Together with some ethnic minority’s friends who are already from diverse backgrounds, religions and cultures, which in itself is remarkably unique. We decided we will join this protest but with a different motto and our own style. The core principle remains that we will gather peacefully, refrain from any physical actions that may provoke negative reactions and also go with the aim to show solidarity with those who are staying overnight.
We printed colorful banners, with words of encouragement, with slogans of pride of being Hongkongers with the Hong Kong flags on them. We printed flyers with reminding them of the quote from John F Kennedy (JFK) ‘If not us, who? If not now, when?’ Stand up! Speak up! We are Hong Kong! As a member of the ethnic minority community we knew that we will be getting a lot of attention, which could be both positive and negative, we weren’t to know until we tried. The first day as we anxiously gathered at central about 20 of us showed up, we were already getting looks, people coming and taking photos, etc.

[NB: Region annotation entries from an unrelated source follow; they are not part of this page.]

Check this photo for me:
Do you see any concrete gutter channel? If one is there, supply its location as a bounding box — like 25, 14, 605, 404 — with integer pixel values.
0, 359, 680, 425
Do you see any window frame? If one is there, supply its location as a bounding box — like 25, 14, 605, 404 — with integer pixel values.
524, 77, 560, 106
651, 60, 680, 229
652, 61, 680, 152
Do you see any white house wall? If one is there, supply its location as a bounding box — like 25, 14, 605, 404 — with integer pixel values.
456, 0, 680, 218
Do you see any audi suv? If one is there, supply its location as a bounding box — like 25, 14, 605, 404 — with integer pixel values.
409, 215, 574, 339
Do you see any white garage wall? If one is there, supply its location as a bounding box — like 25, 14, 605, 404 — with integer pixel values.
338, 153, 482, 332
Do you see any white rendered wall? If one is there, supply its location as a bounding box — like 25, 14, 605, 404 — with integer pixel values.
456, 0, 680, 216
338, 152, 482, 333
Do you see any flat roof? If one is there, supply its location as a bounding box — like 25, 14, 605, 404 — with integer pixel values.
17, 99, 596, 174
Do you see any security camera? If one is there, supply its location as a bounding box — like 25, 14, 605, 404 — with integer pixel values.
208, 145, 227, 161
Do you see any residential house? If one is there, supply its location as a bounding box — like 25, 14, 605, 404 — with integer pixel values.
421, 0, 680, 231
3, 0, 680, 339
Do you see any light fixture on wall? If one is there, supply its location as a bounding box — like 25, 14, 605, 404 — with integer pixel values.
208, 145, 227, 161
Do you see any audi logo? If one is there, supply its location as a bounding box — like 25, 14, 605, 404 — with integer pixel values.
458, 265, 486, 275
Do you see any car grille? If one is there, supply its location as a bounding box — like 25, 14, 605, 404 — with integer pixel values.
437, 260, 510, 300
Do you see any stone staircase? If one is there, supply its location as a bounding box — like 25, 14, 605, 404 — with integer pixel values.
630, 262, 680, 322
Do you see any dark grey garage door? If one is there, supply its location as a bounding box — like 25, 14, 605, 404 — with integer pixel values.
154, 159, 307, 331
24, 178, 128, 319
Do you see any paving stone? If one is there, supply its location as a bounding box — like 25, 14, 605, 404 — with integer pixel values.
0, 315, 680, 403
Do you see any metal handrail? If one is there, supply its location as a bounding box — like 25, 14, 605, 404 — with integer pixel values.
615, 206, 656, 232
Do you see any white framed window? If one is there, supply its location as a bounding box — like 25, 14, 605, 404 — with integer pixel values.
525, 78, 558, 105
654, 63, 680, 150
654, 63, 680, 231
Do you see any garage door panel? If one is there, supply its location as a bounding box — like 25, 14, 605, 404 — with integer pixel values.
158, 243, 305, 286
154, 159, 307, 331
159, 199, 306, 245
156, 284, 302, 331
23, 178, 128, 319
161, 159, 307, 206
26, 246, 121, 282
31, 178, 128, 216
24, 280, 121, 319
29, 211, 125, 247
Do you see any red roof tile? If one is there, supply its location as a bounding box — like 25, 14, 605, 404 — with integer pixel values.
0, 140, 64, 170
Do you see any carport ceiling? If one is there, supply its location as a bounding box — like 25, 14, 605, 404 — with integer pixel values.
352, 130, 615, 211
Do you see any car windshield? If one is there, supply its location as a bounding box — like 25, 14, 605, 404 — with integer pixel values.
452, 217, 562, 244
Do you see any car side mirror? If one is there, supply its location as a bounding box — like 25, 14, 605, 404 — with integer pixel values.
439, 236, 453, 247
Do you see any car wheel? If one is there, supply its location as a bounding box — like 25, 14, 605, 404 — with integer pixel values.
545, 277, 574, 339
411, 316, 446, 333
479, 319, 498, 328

Then as we got out of the MTR Exits, the reception from the local public was immediate, it was loud cheers, applause, & words of support. It was a very amazing feeling, something we all have never experienced in our life in Hong Kong. Full of acceptance from the local public, unity & comradeship. As we marched shouting on top of our voices to cheer those who are stationed on the streets, to those who slept there overnights, to those who man and assist the supply stations, the first aiders, those handing out food and water. As we marched from Central to Wanchai. There was a path clearing in front of us and on both sides there was loud claps, unified cheering, patting on backs, collective singing of a Cantonese song from our beloved local band “BEYOND”. When we looked back at the road behind us, we were only 20-30 odd of us members, but behind our Ethnic minority group there were at least 250 local Chinese protesters also joining in. It was truly a defining moment; the scene will last long in our memories.
Yes we have finally done it, we showed the Hongkongers we are one, we have a stake in the future of Hong Kong, we care as much as they do, we love the values instilled in us as Hong Konger as they do. We want genuine universal suffrage! We the ethnic minorities have now joined the occupy movement for 7 days, we have lost our voices, we are exhausted, but remain passionate and determined to continue supporting those in the front lines, we will march with the intention to re-energize those out there, to give them a boost with our chanting singing and marching. To make Hong Kong a truly multicultural city, to make it truly diverse and collective in spirit.
We have now taken huge step hand in hand, we may lose this battle. But we will come out of it a stronger and more unified Hong Kong.